旧高島町駅の今
「2代目横浜駅」が近くにあった駅、と言われてピンとくる人は、地元の方か、”鉄分豊富”な方であろう。特に旧高島町駅は、東横線の中でも反町(たんまち)駅と並んで”地味”な駅であったといっても過言ではない。そんな高島町駅にも、輝かしい時代があった。
東横線の高島町駅が開業したのは、1928(昭和3)年5月28日にまでさかのぼる。このころは、まだ2代目横浜駅が「仮の駅舎(本来の駅舎は関東大震災で倒壊)」ながら、この地にあった時代である。そして、横浜駅が現在地へ移転するまでの“わずか139日間”は、省線(鉄道省/現JR)との乗り換え駅だった。このことは、あまり世に知られていない。
その後も、造船所への通勤客や、近くの桟橋から出ていた伊豆大島への定期航路などの玄関口として栄えた時代もあったが、造船所の閉鎖とともに乗降客は減少し、みなとみらい21地区の再開発では廃止が議論されるようになった。2004(平成16)年に惜しまれつつ廃止された。

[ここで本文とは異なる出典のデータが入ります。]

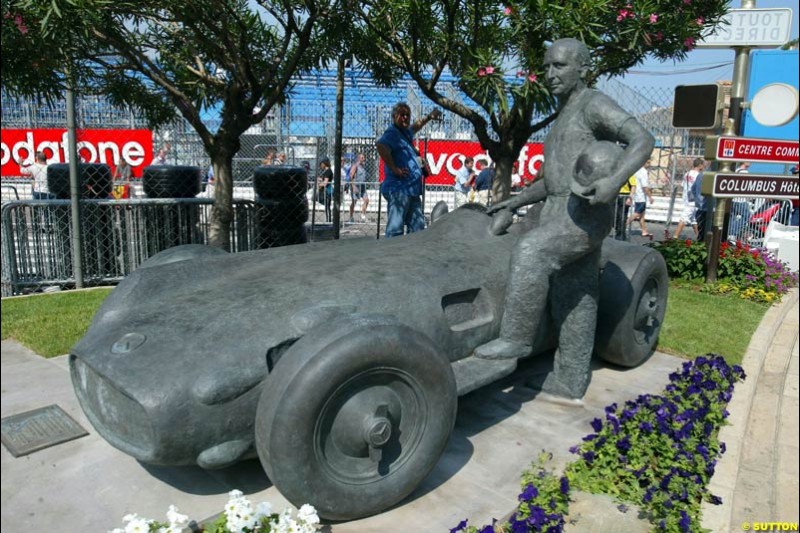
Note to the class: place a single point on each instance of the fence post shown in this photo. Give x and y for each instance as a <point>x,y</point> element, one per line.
<point>74,191</point>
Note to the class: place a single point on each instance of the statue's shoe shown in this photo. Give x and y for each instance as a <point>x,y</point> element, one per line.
<point>502,349</point>
<point>554,390</point>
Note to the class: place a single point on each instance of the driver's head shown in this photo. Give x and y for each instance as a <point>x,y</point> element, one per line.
<point>566,63</point>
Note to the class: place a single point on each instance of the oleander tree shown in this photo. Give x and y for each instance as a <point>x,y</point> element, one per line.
<point>169,59</point>
<point>496,49</point>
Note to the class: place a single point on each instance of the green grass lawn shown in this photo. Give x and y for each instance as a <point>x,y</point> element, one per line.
<point>49,324</point>
<point>696,323</point>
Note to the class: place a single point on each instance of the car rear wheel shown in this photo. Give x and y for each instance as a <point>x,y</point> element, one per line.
<point>355,415</point>
<point>633,301</point>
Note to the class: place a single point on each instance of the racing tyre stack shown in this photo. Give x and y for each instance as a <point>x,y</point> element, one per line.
<point>171,223</point>
<point>171,181</point>
<point>282,208</point>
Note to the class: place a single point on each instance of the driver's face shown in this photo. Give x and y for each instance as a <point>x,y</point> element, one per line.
<point>561,70</point>
<point>403,118</point>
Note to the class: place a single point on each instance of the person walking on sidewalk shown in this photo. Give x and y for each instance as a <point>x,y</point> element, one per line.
<point>404,171</point>
<point>689,214</point>
<point>641,194</point>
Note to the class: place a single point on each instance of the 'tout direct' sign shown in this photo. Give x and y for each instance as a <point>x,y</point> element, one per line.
<point>754,28</point>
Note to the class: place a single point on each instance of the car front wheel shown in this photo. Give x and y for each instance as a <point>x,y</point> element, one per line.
<point>355,415</point>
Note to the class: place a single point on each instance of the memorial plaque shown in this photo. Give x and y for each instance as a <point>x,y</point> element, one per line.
<point>36,430</point>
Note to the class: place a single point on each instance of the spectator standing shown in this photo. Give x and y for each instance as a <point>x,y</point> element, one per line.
<point>122,180</point>
<point>404,167</point>
<point>483,184</point>
<point>325,186</point>
<point>123,172</point>
<point>794,217</point>
<point>622,208</point>
<point>689,214</point>
<point>465,177</point>
<point>161,156</point>
<point>740,211</point>
<point>357,177</point>
<point>641,194</point>
<point>37,170</point>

廃止後、しばらくは高架上に屋根が取り払われたホームだけが遺されていたが、昨2024(令和6)年の秋ごろに、駅舎部分を含む高架橋の一部が解体され、ホーム跡もなくなってしまった。高島町駅から横浜駅へと続く旧東横線の鉄道高架橋も、主要地方道80号線(横浜駅根岸道路)と旧東横線が交差する浅山橋交差点(横浜市西区平沼)付近まで解体されており、現存しない。